Coresets¶
Module for defining coreset data structures.
- class coreax.coreset.Coreset(nodes, pre_coreset_data)[source]¶
Bases:
Module,Generic[_Data]Data structure for representing a coreset.
A coreset is a reduced set of \(\hat{n}\) (potentially weighted) data points, \(\hat{X} := \{(\hat{x}_i, \hat{w}_i)\}_{i=1}^\hat{n}\) that, in some sense, best represent the “important” properties of a larger set of \(n > \hat{n}\) (potentially weighted) data points \(X := \{(x_i, w_i)\}_{i=1}^n\).
\(\hat{x}_i, x_i \in \Omega\) represent the data points/nodes and \(\hat{w}_i, w_i \in \mathbb{R}\) represent the associated weights.
- Parameters:
nodes (
Data) – The (weighted) coreset nodes, \(\hat{x}_i\); once instantiated, the nodes should only be accessed viaCoresubset.coreset()pre_coreset_data (
Data) – The dataset \(X\) used to construct the coreset.
- property coreset: _Data¶
Materialised coreset.
- solve_weights(solver, **solver_kwargs)[source]¶
Return a copy of ‘self’ with weights solved by ‘solver’.
- Return type:
Self- Parameters:
solver (WeightsOptimiser[_Data])
- class coreax.coreset.Coresubset(nodes, pre_coreset_data)[source]¶
Bases:
Coreset[Data],Generic[_Data]Data structure for representing a coresubset.
A coresubset is a
Coreset, with the additional condition that the coreset data points/nodes must be a subset of the original data points/nodes, such that\[\hat{x}_i = x_i, \forall i \in I, I \subset \{1, \dots, n\}, \text{card}(I) = \hat{n}.\]Thus, a coresubset, unlike a coreset, ensures that feasibility constraints on the support of the measure are maintained [litterer2012recombination].

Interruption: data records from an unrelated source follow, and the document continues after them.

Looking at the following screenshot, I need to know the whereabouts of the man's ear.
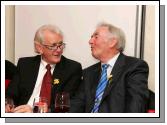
[34,42,43,54]
[109,37,118,48]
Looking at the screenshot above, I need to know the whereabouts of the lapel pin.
[53,79,60,85]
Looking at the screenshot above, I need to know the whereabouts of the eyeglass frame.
[41,42,66,50]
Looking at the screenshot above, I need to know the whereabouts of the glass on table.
[5,97,15,113]
[55,92,70,113]
[33,97,48,113]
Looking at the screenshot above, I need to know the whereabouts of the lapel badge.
[108,74,113,84]
[53,79,60,85]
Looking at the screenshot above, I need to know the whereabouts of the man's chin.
[52,57,61,64]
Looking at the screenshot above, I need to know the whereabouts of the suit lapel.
[52,56,65,92]
[28,55,41,94]
[89,63,101,111]
[101,53,125,102]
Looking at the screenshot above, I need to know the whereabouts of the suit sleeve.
[125,60,149,113]
[5,59,20,106]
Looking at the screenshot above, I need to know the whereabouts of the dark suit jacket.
[70,53,149,113]
[6,55,82,112]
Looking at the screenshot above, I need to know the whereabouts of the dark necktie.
[40,64,52,107]
[91,64,108,112]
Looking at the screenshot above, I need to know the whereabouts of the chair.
[147,90,155,113]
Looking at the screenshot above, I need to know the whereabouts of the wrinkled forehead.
[93,26,109,36]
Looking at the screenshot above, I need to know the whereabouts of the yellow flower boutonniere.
[108,75,113,84]
[53,79,60,85]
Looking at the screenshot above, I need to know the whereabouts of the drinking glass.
[33,97,48,113]
[5,97,15,113]
[55,92,70,113]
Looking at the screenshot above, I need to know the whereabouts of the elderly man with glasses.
[6,25,82,112]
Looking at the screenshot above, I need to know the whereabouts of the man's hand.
[14,105,33,113]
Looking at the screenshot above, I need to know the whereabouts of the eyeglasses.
[41,43,66,50]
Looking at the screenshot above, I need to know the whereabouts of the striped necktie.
[40,64,52,107]
[91,64,109,113]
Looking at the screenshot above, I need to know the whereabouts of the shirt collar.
[102,52,120,67]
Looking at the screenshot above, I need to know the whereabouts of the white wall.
[15,5,136,68]
[144,6,155,91]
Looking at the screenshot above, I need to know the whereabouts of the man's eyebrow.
[52,41,63,46]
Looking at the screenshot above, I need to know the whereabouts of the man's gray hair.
[34,24,63,43]
[97,22,126,52]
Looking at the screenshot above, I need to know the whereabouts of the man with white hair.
[70,23,149,113]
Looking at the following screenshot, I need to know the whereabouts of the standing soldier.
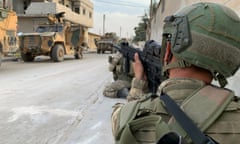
[103,52,134,98]
[112,2,240,144]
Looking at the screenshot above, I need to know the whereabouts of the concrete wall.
[150,0,240,96]
[88,32,101,51]
[150,0,240,42]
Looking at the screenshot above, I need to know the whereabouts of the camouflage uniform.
[111,3,240,144]
[103,53,133,98]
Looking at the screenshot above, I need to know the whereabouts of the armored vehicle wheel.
[21,53,34,62]
[51,44,64,62]
[74,48,83,59]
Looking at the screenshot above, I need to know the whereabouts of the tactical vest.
[114,85,240,144]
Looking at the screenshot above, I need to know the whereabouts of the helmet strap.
[213,73,228,88]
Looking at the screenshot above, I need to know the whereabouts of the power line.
[94,0,147,8]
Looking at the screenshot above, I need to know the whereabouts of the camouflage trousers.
[103,80,131,98]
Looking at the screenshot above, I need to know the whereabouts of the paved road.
[0,54,125,144]
[0,53,240,144]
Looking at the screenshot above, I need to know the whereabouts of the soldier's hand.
[133,53,147,80]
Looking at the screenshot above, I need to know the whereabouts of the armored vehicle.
[95,32,118,53]
[19,12,83,62]
[0,6,18,64]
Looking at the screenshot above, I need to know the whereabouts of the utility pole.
[103,14,105,35]
[120,26,122,37]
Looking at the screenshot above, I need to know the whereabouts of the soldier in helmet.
[103,52,134,98]
[112,2,240,144]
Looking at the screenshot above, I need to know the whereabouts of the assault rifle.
[113,40,162,93]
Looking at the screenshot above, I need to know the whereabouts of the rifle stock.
[113,41,162,93]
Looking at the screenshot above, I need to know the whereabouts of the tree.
[133,14,149,42]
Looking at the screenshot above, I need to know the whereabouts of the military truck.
[0,4,18,64]
[19,12,83,62]
[95,32,119,54]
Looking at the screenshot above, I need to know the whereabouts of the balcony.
[25,2,93,28]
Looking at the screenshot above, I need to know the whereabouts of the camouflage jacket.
[112,78,240,144]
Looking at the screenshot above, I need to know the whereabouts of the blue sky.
[90,0,150,38]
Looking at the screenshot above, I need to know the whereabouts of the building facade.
[148,0,240,43]
[0,0,93,46]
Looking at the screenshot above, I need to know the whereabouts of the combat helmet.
[161,2,240,87]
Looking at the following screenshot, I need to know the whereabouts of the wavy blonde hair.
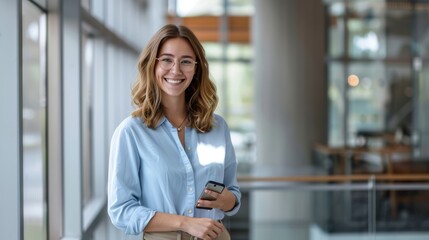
[131,24,218,132]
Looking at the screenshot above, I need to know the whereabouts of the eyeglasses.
[156,57,197,72]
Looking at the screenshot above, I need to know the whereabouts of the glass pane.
[385,7,412,58]
[22,1,47,240]
[174,0,224,17]
[347,62,389,145]
[228,0,254,16]
[347,1,386,58]
[328,62,345,146]
[226,43,253,61]
[409,5,429,58]
[227,62,253,131]
[82,34,94,204]
[327,2,345,57]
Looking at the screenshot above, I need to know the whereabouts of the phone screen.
[196,181,225,209]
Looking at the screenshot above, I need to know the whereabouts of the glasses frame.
[155,57,198,72]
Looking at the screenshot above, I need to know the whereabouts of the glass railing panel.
[225,175,429,240]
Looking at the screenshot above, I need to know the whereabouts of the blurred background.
[0,0,429,240]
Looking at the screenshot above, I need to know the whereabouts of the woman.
[108,24,241,239]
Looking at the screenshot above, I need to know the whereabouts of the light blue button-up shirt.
[108,115,241,234]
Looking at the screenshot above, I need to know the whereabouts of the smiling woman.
[108,25,241,240]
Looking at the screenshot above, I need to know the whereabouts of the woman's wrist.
[222,192,237,212]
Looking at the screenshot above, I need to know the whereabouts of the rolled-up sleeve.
[224,120,241,216]
[108,125,156,235]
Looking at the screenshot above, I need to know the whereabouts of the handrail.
[237,174,429,183]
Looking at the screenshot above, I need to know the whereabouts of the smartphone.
[196,181,225,209]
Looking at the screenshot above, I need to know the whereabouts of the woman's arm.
[144,212,225,239]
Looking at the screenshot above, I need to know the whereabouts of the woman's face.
[155,38,196,100]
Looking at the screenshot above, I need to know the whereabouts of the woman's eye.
[161,58,173,63]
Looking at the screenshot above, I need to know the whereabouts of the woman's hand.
[181,218,225,240]
[197,188,236,212]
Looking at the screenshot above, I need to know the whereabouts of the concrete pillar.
[250,0,327,239]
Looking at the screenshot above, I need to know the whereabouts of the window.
[22,1,47,240]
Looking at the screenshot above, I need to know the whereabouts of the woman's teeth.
[165,78,182,84]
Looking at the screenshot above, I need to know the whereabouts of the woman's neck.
[162,97,188,123]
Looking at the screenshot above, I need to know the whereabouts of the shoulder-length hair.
[131,24,218,132]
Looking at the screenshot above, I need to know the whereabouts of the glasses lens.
[157,57,196,72]
[158,57,174,70]
[180,59,195,71]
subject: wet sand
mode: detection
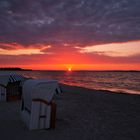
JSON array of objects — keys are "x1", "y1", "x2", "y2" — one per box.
[{"x1": 0, "y1": 85, "x2": 140, "y2": 140}]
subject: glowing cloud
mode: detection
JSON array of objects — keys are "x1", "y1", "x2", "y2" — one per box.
[
  {"x1": 80, "y1": 41, "x2": 140, "y2": 57},
  {"x1": 0, "y1": 49, "x2": 43, "y2": 55}
]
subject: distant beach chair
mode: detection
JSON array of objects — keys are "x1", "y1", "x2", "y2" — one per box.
[
  {"x1": 21, "y1": 79, "x2": 61, "y2": 130},
  {"x1": 0, "y1": 74, "x2": 25, "y2": 101}
]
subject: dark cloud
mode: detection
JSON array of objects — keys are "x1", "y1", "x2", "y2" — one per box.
[{"x1": 0, "y1": 0, "x2": 140, "y2": 46}]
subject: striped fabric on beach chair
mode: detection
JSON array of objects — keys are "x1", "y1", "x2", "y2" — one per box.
[{"x1": 21, "y1": 79, "x2": 60, "y2": 130}]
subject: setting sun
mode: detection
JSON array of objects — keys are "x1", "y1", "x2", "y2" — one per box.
[{"x1": 68, "y1": 68, "x2": 71, "y2": 71}]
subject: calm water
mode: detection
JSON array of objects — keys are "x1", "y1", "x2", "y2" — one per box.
[{"x1": 17, "y1": 71, "x2": 140, "y2": 94}]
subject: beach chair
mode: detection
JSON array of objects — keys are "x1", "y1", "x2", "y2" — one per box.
[{"x1": 21, "y1": 79, "x2": 59, "y2": 130}]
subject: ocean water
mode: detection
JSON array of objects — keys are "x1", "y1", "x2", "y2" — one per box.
[{"x1": 17, "y1": 71, "x2": 140, "y2": 94}]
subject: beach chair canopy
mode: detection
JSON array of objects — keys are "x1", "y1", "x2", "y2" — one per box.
[
  {"x1": 0, "y1": 74, "x2": 25, "y2": 86},
  {"x1": 22, "y1": 79, "x2": 61, "y2": 110}
]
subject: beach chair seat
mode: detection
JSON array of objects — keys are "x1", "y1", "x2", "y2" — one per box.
[{"x1": 21, "y1": 79, "x2": 58, "y2": 130}]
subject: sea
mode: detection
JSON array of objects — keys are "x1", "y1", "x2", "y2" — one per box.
[{"x1": 16, "y1": 70, "x2": 140, "y2": 94}]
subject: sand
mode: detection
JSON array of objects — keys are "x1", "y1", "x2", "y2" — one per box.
[{"x1": 0, "y1": 85, "x2": 140, "y2": 140}]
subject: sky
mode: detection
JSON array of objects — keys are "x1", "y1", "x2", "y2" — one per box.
[{"x1": 0, "y1": 0, "x2": 140, "y2": 70}]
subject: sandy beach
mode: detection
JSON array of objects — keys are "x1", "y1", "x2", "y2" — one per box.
[{"x1": 0, "y1": 85, "x2": 140, "y2": 140}]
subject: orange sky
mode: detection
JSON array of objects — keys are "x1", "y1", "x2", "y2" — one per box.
[{"x1": 0, "y1": 41, "x2": 140, "y2": 70}]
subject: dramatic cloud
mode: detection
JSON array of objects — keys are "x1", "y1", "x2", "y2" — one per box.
[{"x1": 0, "y1": 0, "x2": 140, "y2": 45}]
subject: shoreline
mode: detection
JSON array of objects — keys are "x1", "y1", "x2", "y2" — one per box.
[{"x1": 0, "y1": 85, "x2": 140, "y2": 140}]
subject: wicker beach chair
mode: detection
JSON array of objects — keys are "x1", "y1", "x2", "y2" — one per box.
[{"x1": 21, "y1": 79, "x2": 59, "y2": 130}]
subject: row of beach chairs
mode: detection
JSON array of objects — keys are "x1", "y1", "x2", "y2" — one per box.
[{"x1": 0, "y1": 74, "x2": 61, "y2": 130}]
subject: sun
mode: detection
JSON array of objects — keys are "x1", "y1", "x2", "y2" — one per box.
[{"x1": 68, "y1": 67, "x2": 72, "y2": 71}]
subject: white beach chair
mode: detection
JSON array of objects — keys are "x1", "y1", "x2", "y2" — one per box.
[{"x1": 21, "y1": 79, "x2": 60, "y2": 130}]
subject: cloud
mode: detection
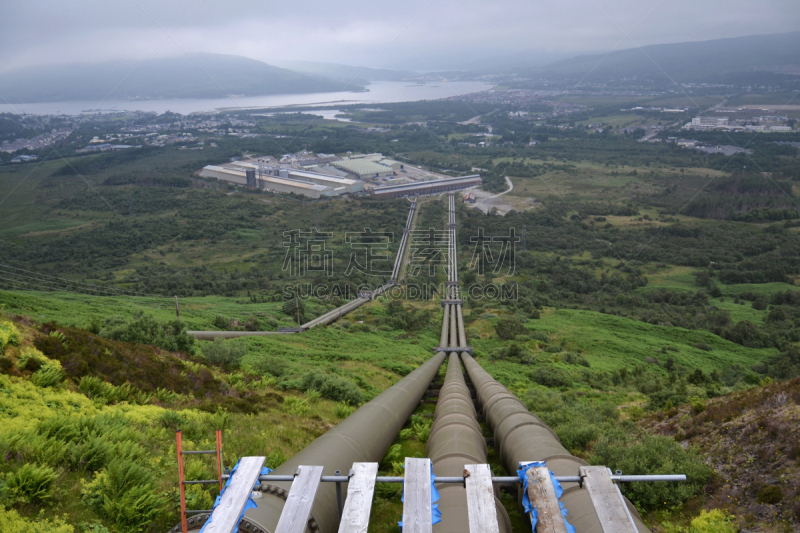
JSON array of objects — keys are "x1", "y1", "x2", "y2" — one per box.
[{"x1": 0, "y1": 0, "x2": 800, "y2": 70}]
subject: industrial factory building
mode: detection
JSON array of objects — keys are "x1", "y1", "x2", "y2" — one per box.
[
  {"x1": 372, "y1": 174, "x2": 483, "y2": 198},
  {"x1": 200, "y1": 161, "x2": 364, "y2": 198},
  {"x1": 331, "y1": 158, "x2": 395, "y2": 179}
]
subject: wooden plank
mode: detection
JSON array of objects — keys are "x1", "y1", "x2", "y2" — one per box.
[
  {"x1": 403, "y1": 457, "x2": 433, "y2": 533},
  {"x1": 339, "y1": 463, "x2": 378, "y2": 533},
  {"x1": 205, "y1": 457, "x2": 265, "y2": 533},
  {"x1": 580, "y1": 466, "x2": 638, "y2": 533},
  {"x1": 275, "y1": 465, "x2": 323, "y2": 533},
  {"x1": 464, "y1": 465, "x2": 500, "y2": 533},
  {"x1": 527, "y1": 466, "x2": 567, "y2": 533}
]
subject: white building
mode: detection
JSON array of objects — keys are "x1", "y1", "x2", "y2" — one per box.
[{"x1": 690, "y1": 117, "x2": 728, "y2": 129}]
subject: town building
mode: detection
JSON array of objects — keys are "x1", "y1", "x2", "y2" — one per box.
[{"x1": 372, "y1": 174, "x2": 483, "y2": 198}]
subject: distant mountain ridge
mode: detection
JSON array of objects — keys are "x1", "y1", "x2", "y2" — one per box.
[
  {"x1": 526, "y1": 32, "x2": 800, "y2": 82},
  {"x1": 0, "y1": 54, "x2": 364, "y2": 103},
  {"x1": 279, "y1": 61, "x2": 418, "y2": 84}
]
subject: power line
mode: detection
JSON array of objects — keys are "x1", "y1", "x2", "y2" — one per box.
[{"x1": 0, "y1": 263, "x2": 159, "y2": 298}]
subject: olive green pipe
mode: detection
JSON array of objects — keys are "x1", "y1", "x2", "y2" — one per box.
[
  {"x1": 427, "y1": 352, "x2": 511, "y2": 533},
  {"x1": 461, "y1": 353, "x2": 650, "y2": 533},
  {"x1": 245, "y1": 352, "x2": 445, "y2": 533}
]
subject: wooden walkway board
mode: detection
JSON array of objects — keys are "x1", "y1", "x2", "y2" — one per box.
[
  {"x1": 580, "y1": 466, "x2": 638, "y2": 533},
  {"x1": 206, "y1": 457, "x2": 265, "y2": 533},
  {"x1": 464, "y1": 465, "x2": 500, "y2": 533},
  {"x1": 527, "y1": 466, "x2": 567, "y2": 533},
  {"x1": 339, "y1": 463, "x2": 378, "y2": 533},
  {"x1": 275, "y1": 465, "x2": 323, "y2": 533},
  {"x1": 403, "y1": 457, "x2": 433, "y2": 533}
]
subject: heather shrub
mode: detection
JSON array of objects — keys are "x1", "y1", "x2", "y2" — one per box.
[
  {"x1": 494, "y1": 317, "x2": 529, "y2": 341},
  {"x1": 334, "y1": 402, "x2": 356, "y2": 418},
  {"x1": 530, "y1": 365, "x2": 572, "y2": 387},
  {"x1": 31, "y1": 360, "x2": 66, "y2": 387},
  {"x1": 81, "y1": 460, "x2": 165, "y2": 532},
  {"x1": 0, "y1": 320, "x2": 19, "y2": 354},
  {"x1": 589, "y1": 432, "x2": 711, "y2": 510},
  {"x1": 0, "y1": 505, "x2": 75, "y2": 533},
  {"x1": 100, "y1": 313, "x2": 195, "y2": 353},
  {"x1": 203, "y1": 337, "x2": 247, "y2": 368},
  {"x1": 6, "y1": 463, "x2": 58, "y2": 503},
  {"x1": 250, "y1": 355, "x2": 289, "y2": 378},
  {"x1": 300, "y1": 372, "x2": 364, "y2": 405},
  {"x1": 281, "y1": 396, "x2": 311, "y2": 416},
  {"x1": 687, "y1": 509, "x2": 737, "y2": 533}
]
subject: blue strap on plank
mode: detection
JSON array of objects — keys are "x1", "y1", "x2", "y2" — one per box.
[
  {"x1": 200, "y1": 459, "x2": 272, "y2": 533},
  {"x1": 517, "y1": 461, "x2": 575, "y2": 533},
  {"x1": 398, "y1": 465, "x2": 442, "y2": 533}
]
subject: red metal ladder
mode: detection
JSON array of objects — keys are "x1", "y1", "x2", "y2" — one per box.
[{"x1": 175, "y1": 429, "x2": 222, "y2": 533}]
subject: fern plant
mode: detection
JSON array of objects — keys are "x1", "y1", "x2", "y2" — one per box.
[{"x1": 6, "y1": 463, "x2": 58, "y2": 503}]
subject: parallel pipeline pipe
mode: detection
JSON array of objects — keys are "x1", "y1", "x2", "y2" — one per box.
[
  {"x1": 231, "y1": 352, "x2": 444, "y2": 533},
  {"x1": 426, "y1": 195, "x2": 511, "y2": 533},
  {"x1": 461, "y1": 353, "x2": 650, "y2": 533},
  {"x1": 300, "y1": 201, "x2": 417, "y2": 330}
]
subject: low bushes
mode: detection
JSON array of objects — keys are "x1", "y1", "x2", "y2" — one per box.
[
  {"x1": 300, "y1": 372, "x2": 364, "y2": 405},
  {"x1": 524, "y1": 388, "x2": 711, "y2": 510},
  {"x1": 34, "y1": 323, "x2": 219, "y2": 396},
  {"x1": 494, "y1": 317, "x2": 530, "y2": 341},
  {"x1": 203, "y1": 337, "x2": 247, "y2": 368},
  {"x1": 18, "y1": 348, "x2": 66, "y2": 387},
  {"x1": 100, "y1": 313, "x2": 195, "y2": 353},
  {"x1": 0, "y1": 320, "x2": 19, "y2": 354},
  {"x1": 81, "y1": 460, "x2": 165, "y2": 532},
  {"x1": 0, "y1": 505, "x2": 75, "y2": 533},
  {"x1": 5, "y1": 463, "x2": 58, "y2": 503},
  {"x1": 589, "y1": 431, "x2": 712, "y2": 510}
]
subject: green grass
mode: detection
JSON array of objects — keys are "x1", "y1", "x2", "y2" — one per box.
[
  {"x1": 467, "y1": 309, "x2": 777, "y2": 374},
  {"x1": 0, "y1": 291, "x2": 325, "y2": 330}
]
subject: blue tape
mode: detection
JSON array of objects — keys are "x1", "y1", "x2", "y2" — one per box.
[
  {"x1": 200, "y1": 459, "x2": 272, "y2": 533},
  {"x1": 400, "y1": 465, "x2": 444, "y2": 533},
  {"x1": 517, "y1": 461, "x2": 575, "y2": 533}
]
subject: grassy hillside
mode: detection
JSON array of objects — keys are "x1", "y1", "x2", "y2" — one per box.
[
  {"x1": 541, "y1": 32, "x2": 800, "y2": 82},
  {"x1": 0, "y1": 54, "x2": 363, "y2": 103}
]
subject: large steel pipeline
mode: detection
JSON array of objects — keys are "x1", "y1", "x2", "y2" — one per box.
[
  {"x1": 427, "y1": 195, "x2": 511, "y2": 533},
  {"x1": 461, "y1": 352, "x2": 650, "y2": 533},
  {"x1": 300, "y1": 201, "x2": 417, "y2": 330},
  {"x1": 231, "y1": 352, "x2": 445, "y2": 533}
]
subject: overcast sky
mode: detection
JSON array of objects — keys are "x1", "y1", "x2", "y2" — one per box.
[{"x1": 0, "y1": 0, "x2": 800, "y2": 70}]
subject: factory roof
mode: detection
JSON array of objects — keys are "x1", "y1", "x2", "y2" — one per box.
[
  {"x1": 289, "y1": 169, "x2": 358, "y2": 185},
  {"x1": 260, "y1": 176, "x2": 333, "y2": 192},
  {"x1": 331, "y1": 159, "x2": 392, "y2": 176},
  {"x1": 372, "y1": 174, "x2": 481, "y2": 194}
]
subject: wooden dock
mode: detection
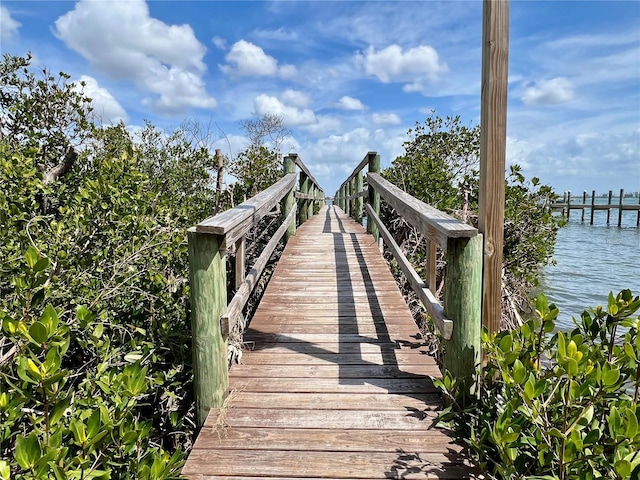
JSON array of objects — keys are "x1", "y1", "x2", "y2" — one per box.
[{"x1": 183, "y1": 207, "x2": 474, "y2": 480}]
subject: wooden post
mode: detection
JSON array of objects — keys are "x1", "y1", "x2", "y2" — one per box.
[
  {"x1": 427, "y1": 239, "x2": 438, "y2": 288},
  {"x1": 214, "y1": 148, "x2": 224, "y2": 213},
  {"x1": 344, "y1": 182, "x2": 351, "y2": 216},
  {"x1": 444, "y1": 234, "x2": 483, "y2": 393},
  {"x1": 282, "y1": 155, "x2": 296, "y2": 242},
  {"x1": 187, "y1": 228, "x2": 229, "y2": 427},
  {"x1": 618, "y1": 188, "x2": 624, "y2": 228},
  {"x1": 298, "y1": 172, "x2": 309, "y2": 225},
  {"x1": 355, "y1": 170, "x2": 364, "y2": 225},
  {"x1": 235, "y1": 235, "x2": 246, "y2": 290},
  {"x1": 478, "y1": 0, "x2": 509, "y2": 338},
  {"x1": 307, "y1": 183, "x2": 316, "y2": 220},
  {"x1": 367, "y1": 152, "x2": 380, "y2": 242}
]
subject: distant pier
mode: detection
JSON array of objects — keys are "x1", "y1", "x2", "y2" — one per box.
[{"x1": 550, "y1": 188, "x2": 640, "y2": 227}]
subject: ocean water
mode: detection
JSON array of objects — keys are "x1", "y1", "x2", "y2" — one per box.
[{"x1": 540, "y1": 198, "x2": 640, "y2": 329}]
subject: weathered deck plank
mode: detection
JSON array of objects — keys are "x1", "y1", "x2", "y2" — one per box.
[{"x1": 183, "y1": 207, "x2": 473, "y2": 480}]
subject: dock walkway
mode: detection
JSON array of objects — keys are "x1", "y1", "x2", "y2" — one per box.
[{"x1": 183, "y1": 207, "x2": 472, "y2": 480}]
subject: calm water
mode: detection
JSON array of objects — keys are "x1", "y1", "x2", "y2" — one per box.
[{"x1": 541, "y1": 198, "x2": 640, "y2": 328}]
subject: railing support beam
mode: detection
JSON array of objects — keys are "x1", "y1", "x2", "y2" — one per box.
[
  {"x1": 444, "y1": 235, "x2": 483, "y2": 393},
  {"x1": 282, "y1": 155, "x2": 302, "y2": 243},
  {"x1": 188, "y1": 229, "x2": 229, "y2": 427},
  {"x1": 367, "y1": 152, "x2": 380, "y2": 242}
]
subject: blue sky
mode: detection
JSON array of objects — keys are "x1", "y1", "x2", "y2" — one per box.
[{"x1": 0, "y1": 0, "x2": 640, "y2": 194}]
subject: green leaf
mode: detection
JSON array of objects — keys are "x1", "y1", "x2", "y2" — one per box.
[
  {"x1": 33, "y1": 257, "x2": 49, "y2": 272},
  {"x1": 49, "y1": 393, "x2": 73, "y2": 426},
  {"x1": 513, "y1": 359, "x2": 527, "y2": 385},
  {"x1": 13, "y1": 432, "x2": 42, "y2": 470},
  {"x1": 613, "y1": 460, "x2": 631, "y2": 478},
  {"x1": 29, "y1": 322, "x2": 49, "y2": 344},
  {"x1": 40, "y1": 304, "x2": 60, "y2": 336},
  {"x1": 0, "y1": 460, "x2": 11, "y2": 480},
  {"x1": 24, "y1": 247, "x2": 40, "y2": 268},
  {"x1": 536, "y1": 293, "x2": 549, "y2": 318},
  {"x1": 602, "y1": 367, "x2": 620, "y2": 387},
  {"x1": 625, "y1": 408, "x2": 638, "y2": 440},
  {"x1": 124, "y1": 352, "x2": 142, "y2": 363}
]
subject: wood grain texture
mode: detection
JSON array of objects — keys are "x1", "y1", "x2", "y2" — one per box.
[
  {"x1": 183, "y1": 207, "x2": 474, "y2": 480},
  {"x1": 478, "y1": 0, "x2": 509, "y2": 332},
  {"x1": 368, "y1": 173, "x2": 478, "y2": 250},
  {"x1": 195, "y1": 173, "x2": 296, "y2": 244}
]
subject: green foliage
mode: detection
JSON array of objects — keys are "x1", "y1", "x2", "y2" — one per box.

In coresubsets, the dataset reduction can be implicit (setting weights/nodes to zero for all \(i \notin I\)) or explicit (removing entries from the weight/node arrays). The implicit approach is useful when input/output array shape stability is required (E.G. for some JAX transformations); the explicit approach is more similar to a standard coreset.
- Parameters:
nodes (
Data) – The (weighted) coresubset node indices, \(I\); the materialised coresubset nodes should only be accessed viaCoresubset.coreset().pre_coreset_data (
Data) – The dataset \(X\) used to construct the coreset.
- property coreset: _Data¶
Materialise the coresubset from the indices and original data.
- property unweighted_indices: Shaped[Array, 'n']¶
Unweighted Coresubset indices - attribute access helper.